Ce qui me touche particulièrement et ce dont traite avec la plus grande attention ce projet de recherche-création est: que se passe-t-il lorsqu’on sacralise des objets dans l’intime, hors du champ de la grande Histoire? Quels seraient les facultés ajoutées à ces objets ? Nous avons tous des rituels de collection et de préservation, nous gardons nos dents tombées durant l’enfance, nos doudous de bébé, nos cartes d’anniversaire, albums photos, jouets, trophées de chasse, vaisselle dorée, classés chez nous, organisés, emballés dans des boites aux précieux papiers de soie, comptabilisés dans des livres où il est noté le premier mot qui sort de notre bouche.
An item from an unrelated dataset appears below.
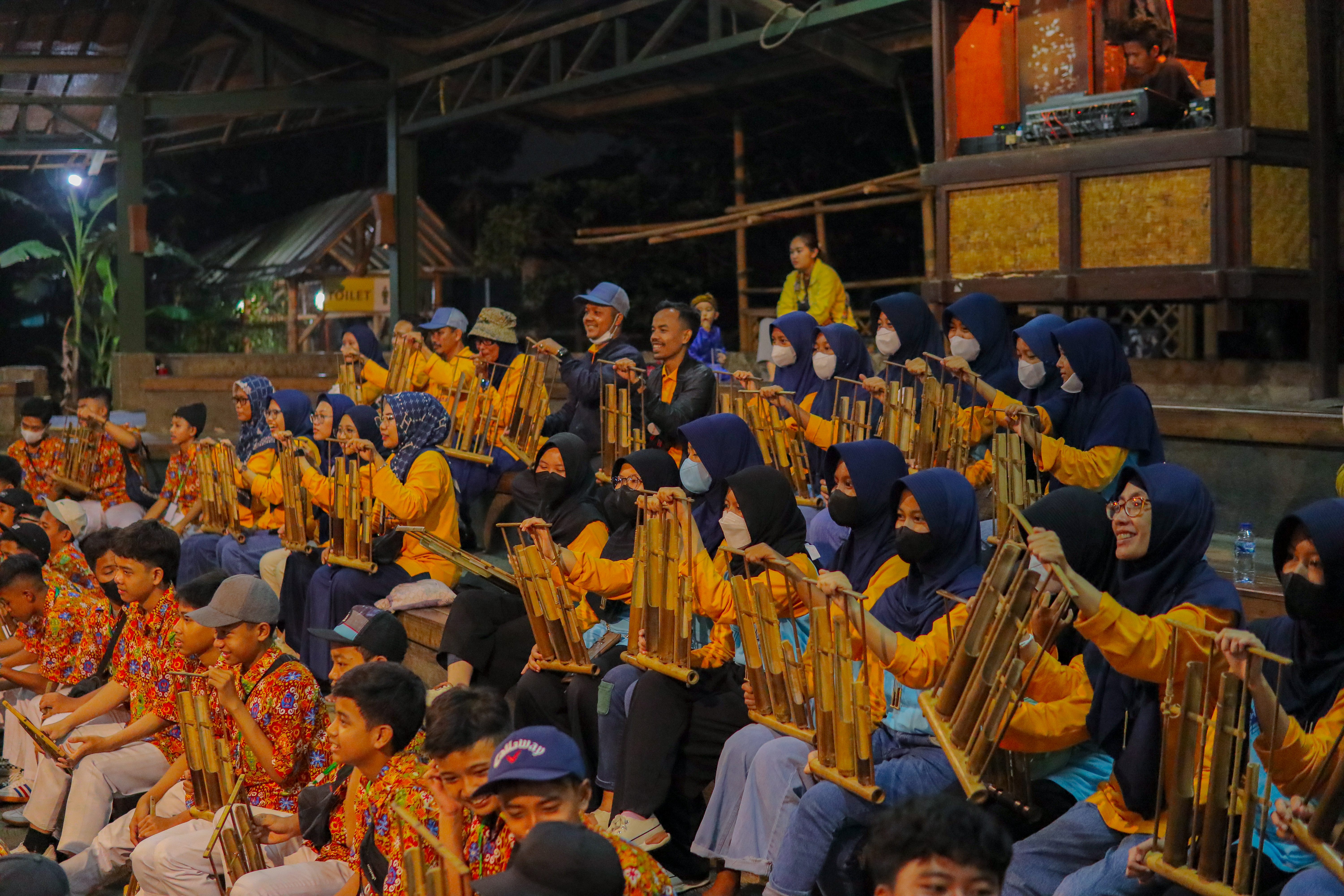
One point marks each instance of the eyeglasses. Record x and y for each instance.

Qu’adviendrait-il si on les exposait dans le cadre d’une exposition officielle, dans des vitrines, sur des socles ? Perdraient-ils leur dimension sensible issue de l’intime ou est-ce que ces objets toucheraient le visiteur d’une manière plus personnelle, située dans son vécu, dans des lieux communs de récits voisins ?

Le projet est issu d’une collecte/recherche sur les objets collectionnés dans l’intime. Le pilier du projet d’exposition consiste en une installation. Un micro-musée dans lequel j’invite le public à manipuler les objets récoltés ainsi qu’à consulter les témoignages sonores qui les accompagnent à l’aide d’écouteurs. Les sens sont mis à profit afin de s’imprégner des récits entourant les objets. Le dispositif contenant les objets prend la forme d’une vitrine d’exposition trafiquée en incubateur.

L’incubateur est un environnement reproduisant artificiellement le milieu de vie présent à l’intérieur du ventre d’une personne enceinte. Un lieu clos, mais traversé d’ouvertures permettant de prodiguer des soins et un lien humain bienveillant à l’égard des objets qui y sont protégés. Je tente de déceler des liens entre objets inertes et récits intimes, insufflant ainsi des vies à ces objets. Les objets les plus banals sont hissés au niveau d’objets sacrés grâce aux récits divers qui les entourent ainsi qu’aux liens affectifs qui les unissent à leurs propriétaires.

Durant l’exposition, les publics étaient invités à confier à leur tour un élément à la collection. Au tissu recouvrant le bas de l’incubateur a été intégrée une fente évoquant une boite aux lettres. Les visiteurs de l’exposition étaient invités à y déposer un témoignage calligraphié, ainsi qu’un dessin de leur objet choisi sur une fiche mise à leur disposition.